If Dad had to daven Minchah while on the road, there was always some way to conceal it. Usually, he would open the trunk of his car and pretend he was looking for something. I never felt self-conscious about this, mostly because the Moslems have broken the public-prayer taboo for us. 

Here is another generational difference between us. Dad z’l, and many of his generation- including non-Yekkes- would not wear a hat to shul with a Yarmulka beneath it. When wearing a hat, the Yarmulka was always in the pocket. On Shabbos he left the Yarmulka home, so the first thing we needed to do when returning from shul on Friday night was to finger through his night table in the dark for a Yarmulka.  

But here is where Dad was a Jewish warrior. My father was one of the best examples of a religious Jew in the blue-collar workforce I have come across. The bus depot was not an accounting office or a municipal building. It was a garage. His co-workers came from every nationality but were predominantly Black, Irish, and Italian. Although they never saw him in a Yarmulka, they all knew he was an orthodox Jew. From time to time they would ask him the reason for something we do and he had the most practical and logical reasons- (be they the real reasons or not.) Knowing how he loved to talk, his answers were probably long enough to discourage this type of questioning from reoccurring.  

But as great of an advocate as he could be, he wasn’t comfortable “fighting” for his religion. He liked to let things pass. So, for years my mother was angry that the Swiss-American society- whose events he loved to attend, would make every meeting and outing on a Saturday. And she would push him to complain about this. He wouldn’t. 

He also would not complain that in his 30 years at the Auxilary Police, he was always given promotions when, and only when, there was no one else to promote. Mom called it anti-Semitism and Dad called it a coincidence. These were the attitudes driven into the Jewish psyche during the thousand-year  Rhineland Golus. 

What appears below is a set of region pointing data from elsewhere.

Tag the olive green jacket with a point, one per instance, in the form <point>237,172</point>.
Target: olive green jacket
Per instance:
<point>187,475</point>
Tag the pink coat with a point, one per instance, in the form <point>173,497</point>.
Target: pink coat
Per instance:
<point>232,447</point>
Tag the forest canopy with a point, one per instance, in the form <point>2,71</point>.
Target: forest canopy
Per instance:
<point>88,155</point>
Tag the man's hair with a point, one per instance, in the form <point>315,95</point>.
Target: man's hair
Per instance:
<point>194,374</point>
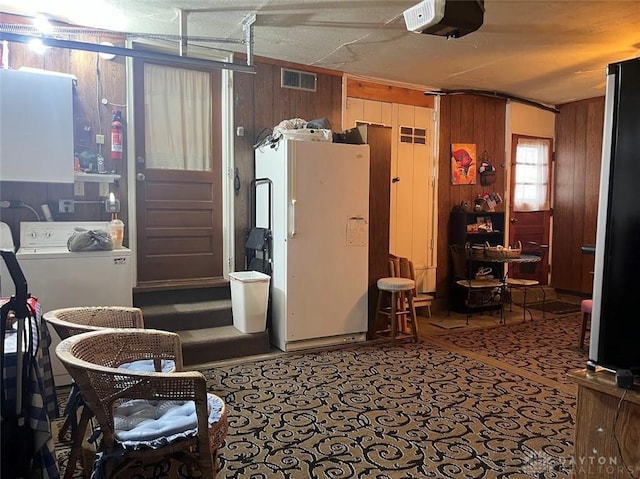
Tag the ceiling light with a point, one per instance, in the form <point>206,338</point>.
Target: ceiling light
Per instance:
<point>37,46</point>
<point>42,24</point>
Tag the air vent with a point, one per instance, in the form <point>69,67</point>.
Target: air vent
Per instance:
<point>298,80</point>
<point>409,134</point>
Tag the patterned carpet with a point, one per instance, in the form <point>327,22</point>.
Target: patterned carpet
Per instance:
<point>491,403</point>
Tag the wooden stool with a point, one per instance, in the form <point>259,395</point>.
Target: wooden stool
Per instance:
<point>397,288</point>
<point>585,306</point>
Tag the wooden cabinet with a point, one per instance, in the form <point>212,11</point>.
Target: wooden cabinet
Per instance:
<point>475,229</point>
<point>607,427</point>
<point>412,204</point>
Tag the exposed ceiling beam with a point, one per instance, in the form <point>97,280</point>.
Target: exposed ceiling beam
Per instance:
<point>129,52</point>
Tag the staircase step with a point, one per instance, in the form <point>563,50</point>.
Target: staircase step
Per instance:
<point>201,346</point>
<point>181,316</point>
<point>154,298</point>
<point>203,319</point>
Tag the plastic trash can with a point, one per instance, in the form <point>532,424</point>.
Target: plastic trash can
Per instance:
<point>249,300</point>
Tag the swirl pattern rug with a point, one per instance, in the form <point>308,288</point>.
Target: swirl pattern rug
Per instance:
<point>489,403</point>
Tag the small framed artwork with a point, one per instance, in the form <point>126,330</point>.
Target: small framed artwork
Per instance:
<point>463,164</point>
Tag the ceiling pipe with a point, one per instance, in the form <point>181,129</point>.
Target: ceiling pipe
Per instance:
<point>183,32</point>
<point>493,94</point>
<point>129,52</point>
<point>247,26</point>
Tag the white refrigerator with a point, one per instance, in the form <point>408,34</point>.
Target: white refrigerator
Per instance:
<point>320,241</point>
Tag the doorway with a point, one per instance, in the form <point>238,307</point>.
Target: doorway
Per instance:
<point>530,195</point>
<point>178,171</point>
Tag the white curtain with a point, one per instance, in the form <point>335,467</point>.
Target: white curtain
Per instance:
<point>531,188</point>
<point>177,118</point>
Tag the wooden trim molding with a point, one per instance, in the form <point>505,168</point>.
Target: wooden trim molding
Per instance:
<point>388,93</point>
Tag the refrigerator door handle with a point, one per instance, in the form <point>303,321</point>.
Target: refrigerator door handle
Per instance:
<point>292,196</point>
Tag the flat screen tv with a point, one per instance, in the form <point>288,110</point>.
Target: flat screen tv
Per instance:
<point>615,327</point>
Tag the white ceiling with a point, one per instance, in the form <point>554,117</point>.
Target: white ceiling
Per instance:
<point>550,51</point>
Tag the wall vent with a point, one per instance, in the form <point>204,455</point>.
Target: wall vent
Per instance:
<point>410,134</point>
<point>297,80</point>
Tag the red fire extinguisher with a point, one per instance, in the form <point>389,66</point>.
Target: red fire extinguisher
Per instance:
<point>116,135</point>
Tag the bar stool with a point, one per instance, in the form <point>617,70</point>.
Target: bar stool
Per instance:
<point>586,307</point>
<point>397,289</point>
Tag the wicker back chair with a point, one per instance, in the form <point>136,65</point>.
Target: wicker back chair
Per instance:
<point>71,321</point>
<point>94,361</point>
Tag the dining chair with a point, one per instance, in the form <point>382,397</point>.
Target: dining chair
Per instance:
<point>401,267</point>
<point>68,322</point>
<point>586,308</point>
<point>478,293</point>
<point>182,422</point>
<point>527,277</point>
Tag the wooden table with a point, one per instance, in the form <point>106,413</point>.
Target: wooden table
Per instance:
<point>523,258</point>
<point>607,427</point>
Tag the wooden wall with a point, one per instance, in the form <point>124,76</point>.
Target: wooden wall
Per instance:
<point>90,118</point>
<point>259,105</point>
<point>577,180</point>
<point>466,119</point>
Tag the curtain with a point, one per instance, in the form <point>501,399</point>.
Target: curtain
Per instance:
<point>177,118</point>
<point>531,187</point>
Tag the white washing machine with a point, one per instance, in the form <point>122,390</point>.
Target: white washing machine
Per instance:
<point>60,278</point>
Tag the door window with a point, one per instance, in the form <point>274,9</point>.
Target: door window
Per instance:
<point>177,118</point>
<point>531,180</point>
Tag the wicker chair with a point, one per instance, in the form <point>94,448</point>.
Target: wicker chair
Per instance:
<point>95,361</point>
<point>69,322</point>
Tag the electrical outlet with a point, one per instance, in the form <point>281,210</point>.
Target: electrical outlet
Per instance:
<point>66,206</point>
<point>78,188</point>
<point>104,189</point>
<point>112,206</point>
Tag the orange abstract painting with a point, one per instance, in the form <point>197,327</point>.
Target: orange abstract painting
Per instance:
<point>463,164</point>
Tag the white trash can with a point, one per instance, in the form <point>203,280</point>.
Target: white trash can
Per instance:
<point>249,300</point>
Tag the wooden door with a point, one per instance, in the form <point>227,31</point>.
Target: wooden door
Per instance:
<point>531,222</point>
<point>178,206</point>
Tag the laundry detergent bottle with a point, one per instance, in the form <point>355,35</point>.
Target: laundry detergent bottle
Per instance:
<point>116,230</point>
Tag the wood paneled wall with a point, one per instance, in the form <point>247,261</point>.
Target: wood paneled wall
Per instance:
<point>260,103</point>
<point>466,119</point>
<point>91,117</point>
<point>577,181</point>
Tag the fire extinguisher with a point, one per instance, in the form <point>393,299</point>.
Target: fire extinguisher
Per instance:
<point>116,135</point>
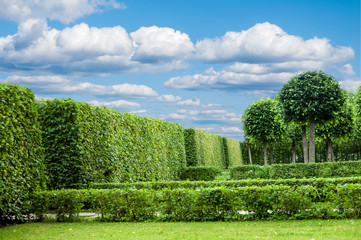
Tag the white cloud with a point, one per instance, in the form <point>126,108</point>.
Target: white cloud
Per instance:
<point>267,42</point>
<point>60,84</point>
<point>65,10</point>
<point>231,130</point>
<point>168,98</point>
<point>119,104</point>
<point>155,44</point>
<point>85,50</point>
<point>351,84</point>
<point>190,102</point>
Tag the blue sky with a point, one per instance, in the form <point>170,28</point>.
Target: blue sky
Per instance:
<point>197,63</point>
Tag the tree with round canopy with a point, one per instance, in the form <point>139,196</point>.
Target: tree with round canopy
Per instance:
<point>312,97</point>
<point>262,121</point>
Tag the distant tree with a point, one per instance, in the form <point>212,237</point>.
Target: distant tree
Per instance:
<point>262,121</point>
<point>341,126</point>
<point>311,97</point>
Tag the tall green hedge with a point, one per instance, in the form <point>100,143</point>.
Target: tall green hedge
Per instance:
<point>204,148</point>
<point>21,152</point>
<point>91,144</point>
<point>233,152</point>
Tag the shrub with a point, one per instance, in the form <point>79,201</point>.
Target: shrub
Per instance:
<point>205,173</point>
<point>299,170</point>
<point>319,183</point>
<point>85,143</point>
<point>21,152</point>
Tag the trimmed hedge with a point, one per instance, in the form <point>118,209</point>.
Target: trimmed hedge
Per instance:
<point>210,204</point>
<point>316,182</point>
<point>233,152</point>
<point>205,173</point>
<point>208,149</point>
<point>21,152</point>
<point>84,143</point>
<point>298,170</point>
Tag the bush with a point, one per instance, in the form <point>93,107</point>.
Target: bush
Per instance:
<point>206,173</point>
<point>319,183</point>
<point>85,144</point>
<point>299,170</point>
<point>21,152</point>
<point>206,204</point>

Then came my sister’s nursing “boards” (exam). It was given on a Shabbos. The State agreed to accommodate Sabbath observers by sequestering them over the weekend in a hotel room in order to take the exam on Sunday. My mother called one of the major Jewish organizations and they would not do anything to lobby for the Frum students. (Ma yomru HaGoyim?) Then my mother called Senator Daniel Patrick Moynahan’s office. The good senator was appalled and made several phone calls. The result was that the exam date was moved, and the calendar was permanently altered so it could not be given on Sabbath again. There are times that the Jew must walk with his head erect!